1. Denver Nuggets7. LA Lakers11. Sacramento Kings
2. LA Clippers8. Memphis Grizzlies12. New Orleans Pelicans
3. Golden State Warriors9. Oklahoma City Thunder13. San Antonio Spurs
4. Phoenix Suns10. Minnesota Timberwolves14. Portland Trailblazers
5. Dallas Mavericks15. Houston Rockets
6. Utah Jazz

And now, for some insights

Now that we have our predictions for both team’s projected win totals and projected conference seeding, let’s see if we can gather some insights into what the 2024-25 NBA season might bring for all 30 teams. Without further ado, here are insights across the NBA that I think will be interesting to see play out over the course of the season:

Will the Celtics repeat as champs?

For those who don’t know, the Boston Celtics came out on top as the champions of the 2023-24 NBA season, beating the Dallas Mavericks in 5 games in the 2024 NBA Finals.

Question is, can they do it again? There’s a good chance that can happen, even with the projected 2-seed in the Eastern Conference. After all, the Celtics have kept many of their key playmakers from their championship squad such as Al Horford, Derrick White, Jaylen Brown and of course, Jayson Tatum.

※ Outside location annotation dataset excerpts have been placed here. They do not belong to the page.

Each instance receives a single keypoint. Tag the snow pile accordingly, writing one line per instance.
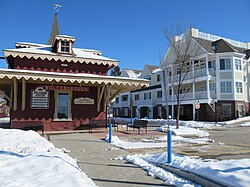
(192, 124)
(227, 172)
(185, 131)
(23, 141)
(168, 177)
(4, 119)
(134, 145)
(156, 143)
(26, 159)
(186, 140)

Interestingly, we’ve had SIX different teams win the NBA championship in the last six seasons, such as:

  • 2019-Raptors
  • 2020-Lakers
  • 2021-Bucks
  • 2022-Warriors
  • 2023-Nuggets
  • 2024-Celtics

Could we have a repeat champ for the first time since those seemingly endless Warriors-Cavs finals (remember those)? I’ll reiterate that it’s certainly possible, especially with Tatum in his prime.

Warriors for a deep playoff run?

Yes, I know they’ve had their ups and downs over the last 10 years, but after all, the Golden State Warriors have won 4 championships over the last 10 years, so I have reason to believe they’ll go on another deep playoff run.

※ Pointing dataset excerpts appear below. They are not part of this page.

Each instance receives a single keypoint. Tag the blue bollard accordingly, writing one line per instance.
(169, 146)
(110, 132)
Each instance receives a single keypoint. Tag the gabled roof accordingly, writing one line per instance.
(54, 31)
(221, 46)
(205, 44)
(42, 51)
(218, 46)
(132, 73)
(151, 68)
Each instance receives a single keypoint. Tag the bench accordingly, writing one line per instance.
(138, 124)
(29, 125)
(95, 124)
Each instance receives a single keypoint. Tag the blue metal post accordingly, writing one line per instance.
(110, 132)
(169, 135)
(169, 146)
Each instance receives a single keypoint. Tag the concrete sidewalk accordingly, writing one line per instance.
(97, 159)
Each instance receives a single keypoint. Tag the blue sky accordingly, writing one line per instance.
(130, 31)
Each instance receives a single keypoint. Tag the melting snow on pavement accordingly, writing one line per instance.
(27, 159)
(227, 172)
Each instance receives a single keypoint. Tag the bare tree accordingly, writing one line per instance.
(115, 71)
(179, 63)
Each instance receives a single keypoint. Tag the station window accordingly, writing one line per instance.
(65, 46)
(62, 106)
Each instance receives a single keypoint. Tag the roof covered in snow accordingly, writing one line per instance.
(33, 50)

Will the loss of Klay Thompson hurt? Yes. Stephen Curry is also on the back-nine of his career (he turns 37 in March), but he did put up the most points per game of anyone on the Warriors’ roster last season (26.4). Curry also had the highest 3-pointer percentage of anyone on the Warriors’ roster last season (40.8%)-recall that successful 3-pointer percentage was one of the five features I used in the linear regression model. Plus, Draymond Green will be returning to the Warriors this eason; he proved to be one of the Warriors’ strongest 3-point shooters and rebounders last season (though he is also in his later career as he will be 35 in March).

Interestingly, this model has the Warriors going 46-36 as the 3-seed in the Western Conference. Funny enough, the Warriors finished 46-36 last season but ended up as the 10-seed in the Western Conference and failed to make it past play-in.

This brings me to my next point…

Will the West be close again?

Last season, the Western Conference was incredibly close when it came to win totals and playoff seeding. After all, the 6-seed in the West last year (Phoenix Suns) still finished with a 49-33 record…and were promptly swept in the Western Conference first round (though that’s neither here nor there).

Another thing to put the closeness of last year’s Western Conference playoff race into perspective-the Warriors finished 46-36 yet only notched a 10-seed and the Houston Rockets finished with an even 41-41 record but missed the postseason entirely (they got the 11-seed).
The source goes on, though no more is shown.